My Blind Spot movie kind of picked itself this month with the multiple mentions it got in Stranger Things I decided to finally sit down and watch Fast Times at Ridgemont high. It had it’s moments- mainly Sean Penn’s iconic turn as checked out drugged out Spicoli.
It feels very much like a movie of its time though.
Fast Times is directed by Amy Heckerling (who would go on and direct Clueless which was a movie for me) in 1982. It’s based on a book by Cameron Crowe about the goings on of the students he spent a year studying at a Southern California high school in the late seventies.
Funnily enough looking at reviews for the book on Goodreads it seems like there’s better character and background work in the book which is something I thought was lacking in the movie. Stuff always gets lost in film adaptations but beside that the film is like constant sex obsession.
I’d love to say Linda (Phoebe Cates) was an iconic character and not just the iconic image of the movie- but I really can’t. I mean she exists to rise from the pool, talk about having sex with older guys and cringe inducingly encourage her 15-year old girlfriend to have sex with the 26 year old cruising the mall.

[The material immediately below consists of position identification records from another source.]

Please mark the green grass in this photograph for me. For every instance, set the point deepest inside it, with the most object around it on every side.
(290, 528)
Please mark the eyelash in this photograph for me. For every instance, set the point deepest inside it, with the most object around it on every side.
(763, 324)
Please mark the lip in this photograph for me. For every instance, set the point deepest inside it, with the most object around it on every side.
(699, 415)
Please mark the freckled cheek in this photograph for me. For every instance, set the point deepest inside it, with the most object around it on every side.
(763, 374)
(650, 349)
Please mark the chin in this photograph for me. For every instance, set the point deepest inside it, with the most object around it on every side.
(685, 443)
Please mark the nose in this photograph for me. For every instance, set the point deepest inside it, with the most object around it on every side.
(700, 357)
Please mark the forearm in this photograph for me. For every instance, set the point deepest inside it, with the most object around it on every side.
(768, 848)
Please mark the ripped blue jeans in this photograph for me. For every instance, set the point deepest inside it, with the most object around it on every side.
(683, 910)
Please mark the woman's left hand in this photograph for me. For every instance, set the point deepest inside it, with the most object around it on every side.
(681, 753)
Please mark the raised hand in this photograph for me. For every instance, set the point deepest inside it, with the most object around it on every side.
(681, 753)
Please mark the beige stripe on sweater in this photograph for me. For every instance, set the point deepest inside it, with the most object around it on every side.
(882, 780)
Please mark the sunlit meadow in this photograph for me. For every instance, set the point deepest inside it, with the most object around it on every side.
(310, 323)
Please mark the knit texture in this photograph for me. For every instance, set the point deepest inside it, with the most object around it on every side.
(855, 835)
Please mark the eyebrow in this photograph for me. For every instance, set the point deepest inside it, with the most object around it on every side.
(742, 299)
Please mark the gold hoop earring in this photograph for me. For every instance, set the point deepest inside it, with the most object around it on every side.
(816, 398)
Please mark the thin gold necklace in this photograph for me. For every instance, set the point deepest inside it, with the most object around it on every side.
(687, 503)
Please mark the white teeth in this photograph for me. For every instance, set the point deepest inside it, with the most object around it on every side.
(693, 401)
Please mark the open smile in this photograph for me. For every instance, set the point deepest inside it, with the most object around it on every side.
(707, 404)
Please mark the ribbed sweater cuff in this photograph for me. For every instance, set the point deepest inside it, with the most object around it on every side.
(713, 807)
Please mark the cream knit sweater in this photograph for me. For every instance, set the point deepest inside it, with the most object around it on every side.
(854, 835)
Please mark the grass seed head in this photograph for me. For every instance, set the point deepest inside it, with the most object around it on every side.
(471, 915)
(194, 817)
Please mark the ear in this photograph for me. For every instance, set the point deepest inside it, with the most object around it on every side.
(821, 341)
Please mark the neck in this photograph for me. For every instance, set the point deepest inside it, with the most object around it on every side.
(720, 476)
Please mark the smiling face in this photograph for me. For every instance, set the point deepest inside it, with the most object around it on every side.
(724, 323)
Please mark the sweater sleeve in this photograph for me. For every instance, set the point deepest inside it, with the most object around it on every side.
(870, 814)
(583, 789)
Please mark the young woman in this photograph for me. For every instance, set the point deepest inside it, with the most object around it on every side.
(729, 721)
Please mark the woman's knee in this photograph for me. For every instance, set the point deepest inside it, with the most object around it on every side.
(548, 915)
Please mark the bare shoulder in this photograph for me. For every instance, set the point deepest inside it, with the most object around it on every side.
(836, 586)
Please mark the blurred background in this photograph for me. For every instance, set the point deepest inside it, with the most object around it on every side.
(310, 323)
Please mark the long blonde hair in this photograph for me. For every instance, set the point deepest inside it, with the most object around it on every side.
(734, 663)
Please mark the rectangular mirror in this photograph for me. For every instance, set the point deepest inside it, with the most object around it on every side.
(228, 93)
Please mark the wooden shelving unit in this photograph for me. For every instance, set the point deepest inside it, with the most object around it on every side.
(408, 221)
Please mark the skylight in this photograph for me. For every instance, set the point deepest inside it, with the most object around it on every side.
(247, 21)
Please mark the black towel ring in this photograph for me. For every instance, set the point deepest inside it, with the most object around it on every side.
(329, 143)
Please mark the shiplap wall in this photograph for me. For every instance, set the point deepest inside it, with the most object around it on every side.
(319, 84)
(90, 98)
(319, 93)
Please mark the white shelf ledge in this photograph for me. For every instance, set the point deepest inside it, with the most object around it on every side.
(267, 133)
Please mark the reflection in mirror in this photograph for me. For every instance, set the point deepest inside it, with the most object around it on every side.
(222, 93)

Giving it a couple of days there were some moments in the film- Spicoli and the history teacher and Brad (Judge Reinhold’s) job troubles plus he actually turns out to be a pretty good brother that I did enjoy and appreciate. You can absolutely see the precursors that would be written all over American Pie, Clueless and any big teenage comedies.
Though I do find it interesting that years later Cher and Dionne would hold much different views on sex than the anything goes attitude of Linda and Stacey in this movie.
So in the end mixed feelings about the film and I actually would be interested in reading the book. I feel like while some of the ideas are timeless the film execution is very much of its time which strangely works for and against it. I didn’t love it or even like it but I did find it interesting and worth the watch.
Even if only to revisit a time when Sean Penn had a sense of humor.